In summer the windows provided no relief from the heat, only serving as points of entry for relentless, whining mosquitoes. I can still remember red streaks on the faded wallpaper from whacking those bloodsuckers with a fly swatter. It seemed hotter then, walking to the Minot General Store to buy comic books or making roads for toy cars in our dirt driveway. One night, my father cornered a snarling raccoon in our attic with a nine iron. A neighbor snagged a noose around the animal's neck and took it away in a sack. Some time later I saw a raccoon running to the river trailing a rope that was tied around its neck. By then, my father had sealed the attic.
But my father loved that house. He worked tirelessly, refinishing rooms, replacing ceilings, putting in plumbing, sealing the attic, repairing the roof, and painting the outside. Even at ten, I could appreciate his dedication and watched in awe at his energy. All this, I thought, is something special. That house became a crusade for our family as each room was finished in turn. Over the next two years, the house in Minot seemed to brighten under the loving hands of my father, as though he transferred some glow of pride into the old wood, windows, and shingles.

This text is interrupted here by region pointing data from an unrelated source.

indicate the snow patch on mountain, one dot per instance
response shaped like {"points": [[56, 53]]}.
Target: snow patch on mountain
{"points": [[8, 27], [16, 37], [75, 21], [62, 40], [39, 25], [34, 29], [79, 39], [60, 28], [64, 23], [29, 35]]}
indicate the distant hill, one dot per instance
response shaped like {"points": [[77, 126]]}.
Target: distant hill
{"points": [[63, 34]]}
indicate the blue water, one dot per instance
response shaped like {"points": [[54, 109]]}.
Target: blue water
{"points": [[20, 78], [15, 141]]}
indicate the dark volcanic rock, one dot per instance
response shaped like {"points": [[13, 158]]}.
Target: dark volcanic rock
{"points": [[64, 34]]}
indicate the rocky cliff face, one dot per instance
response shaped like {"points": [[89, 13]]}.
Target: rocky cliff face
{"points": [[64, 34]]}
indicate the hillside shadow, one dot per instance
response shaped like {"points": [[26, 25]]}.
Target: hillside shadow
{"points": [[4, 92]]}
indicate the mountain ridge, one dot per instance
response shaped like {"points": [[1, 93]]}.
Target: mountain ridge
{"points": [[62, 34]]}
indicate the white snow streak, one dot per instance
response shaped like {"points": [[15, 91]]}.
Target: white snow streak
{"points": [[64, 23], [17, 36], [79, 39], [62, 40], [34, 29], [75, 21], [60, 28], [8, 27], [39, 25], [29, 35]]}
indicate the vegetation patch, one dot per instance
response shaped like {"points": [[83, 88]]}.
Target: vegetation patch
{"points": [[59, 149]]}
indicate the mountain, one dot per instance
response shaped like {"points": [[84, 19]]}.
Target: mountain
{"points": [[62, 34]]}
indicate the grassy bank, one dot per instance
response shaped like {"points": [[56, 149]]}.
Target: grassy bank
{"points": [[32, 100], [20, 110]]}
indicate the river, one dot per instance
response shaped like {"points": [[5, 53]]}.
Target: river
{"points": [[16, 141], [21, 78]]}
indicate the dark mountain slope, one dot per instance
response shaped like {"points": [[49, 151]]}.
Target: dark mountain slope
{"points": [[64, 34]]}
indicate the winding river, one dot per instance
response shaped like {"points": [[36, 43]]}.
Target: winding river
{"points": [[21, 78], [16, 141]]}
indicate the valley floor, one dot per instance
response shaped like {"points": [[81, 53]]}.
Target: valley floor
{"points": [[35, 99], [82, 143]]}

That was the beginning of my father's thirty-odd-year love affair with old houses in Maine. These were not trysts or discreet arrangements; he dragged us along like a pirate lustily seeking his gold for all the world's witness. He worked days, weekends, holidays, and well into the night, no matter the season. It was obvious that he was only truly happy with a paintbrush or hammer in his hand, sawdust in his hair, and his knuckles skinned by shingles or mortar. He proudly displayed what he called a "blue nail" after an errant hammer blow. A bottle of turpentine was ever present at our sink for removing paint from fingernails. He was never afraid of ladders or tools that I could see. For many years he bought and sold old houses, polishing each in turn into a jewel that, I'm sure, dazzled many eyes.

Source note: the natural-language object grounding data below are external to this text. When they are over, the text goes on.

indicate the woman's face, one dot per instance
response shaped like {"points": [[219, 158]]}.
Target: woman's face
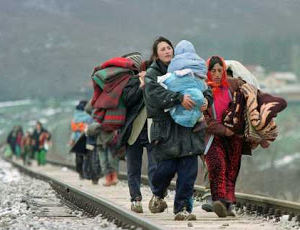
{"points": [[164, 52], [216, 73]]}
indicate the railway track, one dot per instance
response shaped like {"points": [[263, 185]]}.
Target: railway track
{"points": [[262, 207], [252, 204]]}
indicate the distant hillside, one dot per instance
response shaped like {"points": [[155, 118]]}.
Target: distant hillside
{"points": [[49, 47]]}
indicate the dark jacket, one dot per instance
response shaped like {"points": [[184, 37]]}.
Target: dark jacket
{"points": [[170, 140], [133, 99]]}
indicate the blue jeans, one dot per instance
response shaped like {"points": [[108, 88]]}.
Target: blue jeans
{"points": [[186, 169], [108, 162], [134, 158]]}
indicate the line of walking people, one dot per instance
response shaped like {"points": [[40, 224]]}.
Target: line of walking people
{"points": [[174, 107], [29, 146]]}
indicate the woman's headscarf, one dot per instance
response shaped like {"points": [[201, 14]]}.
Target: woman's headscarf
{"points": [[224, 83]]}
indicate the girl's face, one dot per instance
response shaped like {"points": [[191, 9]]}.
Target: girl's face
{"points": [[164, 52], [216, 73]]}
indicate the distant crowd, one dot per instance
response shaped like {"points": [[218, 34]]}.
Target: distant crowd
{"points": [[29, 146], [177, 108]]}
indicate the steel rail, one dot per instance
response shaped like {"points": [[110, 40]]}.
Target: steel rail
{"points": [[252, 204], [92, 205]]}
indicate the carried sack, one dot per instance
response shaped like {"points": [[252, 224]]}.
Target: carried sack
{"points": [[110, 119], [7, 151]]}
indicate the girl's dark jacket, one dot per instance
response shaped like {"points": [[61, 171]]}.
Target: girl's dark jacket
{"points": [[170, 140], [133, 99]]}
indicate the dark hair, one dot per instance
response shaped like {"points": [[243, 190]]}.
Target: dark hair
{"points": [[155, 44], [214, 60], [229, 72]]}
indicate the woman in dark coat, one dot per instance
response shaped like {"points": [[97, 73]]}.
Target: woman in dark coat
{"points": [[175, 148]]}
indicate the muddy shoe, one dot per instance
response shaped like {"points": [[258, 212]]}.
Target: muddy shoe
{"points": [[184, 215], [136, 206], [157, 205], [220, 209], [230, 212]]}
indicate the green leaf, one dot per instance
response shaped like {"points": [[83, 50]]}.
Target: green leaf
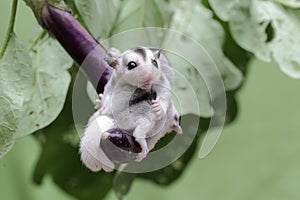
{"points": [[61, 161], [8, 126], [122, 183], [99, 16], [49, 89], [15, 85], [144, 13], [267, 32], [16, 75]]}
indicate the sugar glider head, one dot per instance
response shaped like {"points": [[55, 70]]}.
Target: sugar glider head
{"points": [[138, 66]]}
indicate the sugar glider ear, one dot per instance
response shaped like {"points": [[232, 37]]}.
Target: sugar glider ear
{"points": [[175, 125], [157, 53], [111, 61], [111, 57]]}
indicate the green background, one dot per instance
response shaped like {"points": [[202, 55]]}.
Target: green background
{"points": [[257, 156]]}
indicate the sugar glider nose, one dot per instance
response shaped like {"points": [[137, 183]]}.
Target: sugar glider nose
{"points": [[148, 77]]}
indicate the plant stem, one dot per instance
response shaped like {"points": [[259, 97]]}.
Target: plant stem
{"points": [[10, 29]]}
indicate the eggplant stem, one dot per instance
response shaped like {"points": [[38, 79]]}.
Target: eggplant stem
{"points": [[10, 29], [40, 36]]}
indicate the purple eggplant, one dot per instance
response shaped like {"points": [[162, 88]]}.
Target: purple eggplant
{"points": [[89, 54], [79, 44], [120, 146]]}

As a teenager, I was dazzled less than most. My father decided to rip down a large plaster ceiling at his Cornish house. While my mother and I stood in a corner wearing safety goggles and bandanas, he swung a sledgehammer upward. Plaster, lath, and a hundred years of silt between the joists crashed upon us. I don't imagine, looking back, that the tearing down took very long; the cleanup, however, was horrendous. To clear the tall heap of rubble in the center of the room, we opened the windows and heaved it outside onto our pickup truck.
My father sent me to a neighbor's house for water. Relieved to be out of the dirt and dust, I strolled down the hill, breathing deeply and enjoying the sunshine. Two girls who appeared to be about my age let me into their house and poured water into a jug. They were very cute and a little giggly, I thought. I pushed my safety goggles atop my head and tried to be cool, the way that a teenaged boy should be. On the way out, I glimpsed myself in a mirror — my hair frosted with dirt and mice nests, my face black but for an eye mask of pale skin.

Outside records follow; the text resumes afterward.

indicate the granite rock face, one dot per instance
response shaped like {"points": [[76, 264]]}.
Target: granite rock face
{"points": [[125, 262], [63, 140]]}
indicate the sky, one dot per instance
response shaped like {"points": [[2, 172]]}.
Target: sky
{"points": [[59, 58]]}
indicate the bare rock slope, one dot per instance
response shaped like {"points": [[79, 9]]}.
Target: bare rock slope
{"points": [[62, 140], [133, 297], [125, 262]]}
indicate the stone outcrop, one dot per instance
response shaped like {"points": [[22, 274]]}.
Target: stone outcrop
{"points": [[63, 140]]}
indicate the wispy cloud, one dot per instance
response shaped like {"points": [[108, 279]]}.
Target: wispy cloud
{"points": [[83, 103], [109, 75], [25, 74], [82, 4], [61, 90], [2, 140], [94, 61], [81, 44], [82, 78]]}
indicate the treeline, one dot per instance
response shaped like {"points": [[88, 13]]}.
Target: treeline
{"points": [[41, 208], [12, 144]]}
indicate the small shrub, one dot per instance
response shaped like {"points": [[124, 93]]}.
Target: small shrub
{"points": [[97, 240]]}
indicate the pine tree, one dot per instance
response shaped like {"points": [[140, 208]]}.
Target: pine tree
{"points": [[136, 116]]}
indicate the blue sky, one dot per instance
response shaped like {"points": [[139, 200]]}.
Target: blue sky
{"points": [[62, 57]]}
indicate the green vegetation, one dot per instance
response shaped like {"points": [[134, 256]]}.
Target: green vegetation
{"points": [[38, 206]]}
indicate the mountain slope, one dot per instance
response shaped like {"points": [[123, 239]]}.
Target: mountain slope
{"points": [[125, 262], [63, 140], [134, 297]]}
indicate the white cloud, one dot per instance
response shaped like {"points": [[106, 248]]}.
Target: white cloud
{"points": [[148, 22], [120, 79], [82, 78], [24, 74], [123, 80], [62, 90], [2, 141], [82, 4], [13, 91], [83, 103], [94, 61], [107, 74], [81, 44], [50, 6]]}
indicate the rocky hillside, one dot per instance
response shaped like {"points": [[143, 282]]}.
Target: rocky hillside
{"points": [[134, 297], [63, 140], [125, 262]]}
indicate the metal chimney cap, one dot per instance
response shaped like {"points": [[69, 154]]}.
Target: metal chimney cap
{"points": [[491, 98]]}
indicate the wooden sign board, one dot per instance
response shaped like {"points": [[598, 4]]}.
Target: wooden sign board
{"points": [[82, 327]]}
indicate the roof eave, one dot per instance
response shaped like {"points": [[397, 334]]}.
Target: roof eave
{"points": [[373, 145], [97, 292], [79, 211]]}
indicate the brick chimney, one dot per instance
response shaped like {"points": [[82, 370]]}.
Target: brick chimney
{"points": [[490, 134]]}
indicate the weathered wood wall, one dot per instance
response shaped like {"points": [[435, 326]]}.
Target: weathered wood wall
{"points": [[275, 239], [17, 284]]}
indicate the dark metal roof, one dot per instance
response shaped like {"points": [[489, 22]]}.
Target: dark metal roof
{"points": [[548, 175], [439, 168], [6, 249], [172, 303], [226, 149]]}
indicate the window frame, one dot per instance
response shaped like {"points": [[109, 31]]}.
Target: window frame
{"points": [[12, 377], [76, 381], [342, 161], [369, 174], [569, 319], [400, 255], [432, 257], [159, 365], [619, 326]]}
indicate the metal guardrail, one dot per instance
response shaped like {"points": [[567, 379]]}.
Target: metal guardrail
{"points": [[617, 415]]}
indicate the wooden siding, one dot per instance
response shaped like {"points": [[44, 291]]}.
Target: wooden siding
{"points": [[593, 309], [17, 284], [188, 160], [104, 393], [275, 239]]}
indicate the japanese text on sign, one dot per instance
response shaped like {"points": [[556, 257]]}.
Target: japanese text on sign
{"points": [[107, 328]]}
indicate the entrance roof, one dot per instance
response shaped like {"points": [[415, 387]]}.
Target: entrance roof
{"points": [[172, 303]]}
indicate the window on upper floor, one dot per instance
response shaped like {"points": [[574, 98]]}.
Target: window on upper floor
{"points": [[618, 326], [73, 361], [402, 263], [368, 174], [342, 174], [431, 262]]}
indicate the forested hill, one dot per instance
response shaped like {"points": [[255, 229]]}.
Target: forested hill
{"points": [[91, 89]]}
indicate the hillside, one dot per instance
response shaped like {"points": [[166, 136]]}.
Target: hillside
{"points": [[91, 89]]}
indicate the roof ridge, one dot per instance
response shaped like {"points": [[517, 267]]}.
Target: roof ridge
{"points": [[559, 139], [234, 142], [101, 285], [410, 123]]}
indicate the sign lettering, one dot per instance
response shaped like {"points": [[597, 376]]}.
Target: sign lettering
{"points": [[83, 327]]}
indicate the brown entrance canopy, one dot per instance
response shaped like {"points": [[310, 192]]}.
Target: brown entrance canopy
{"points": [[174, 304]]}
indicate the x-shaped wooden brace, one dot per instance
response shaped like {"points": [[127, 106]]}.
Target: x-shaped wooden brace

The things we do for our old houses. They remain mute, their windows like old, surprised eyes watching the world renew around them each spring as they grow older and wiser. The walls in my house will never talk, but there are times when I feel my father's presence. He looks over my shoulder as I refinish a wall or plane a door, and he waves at me from a window as I return from the hardware store with a new tool.
Whatever the old house presents, I know that the problem is a matter of energy and love, two qualities that my father possessed in abundance. Those are what an old house responds to best, I learned long ago. It is effort never wasted.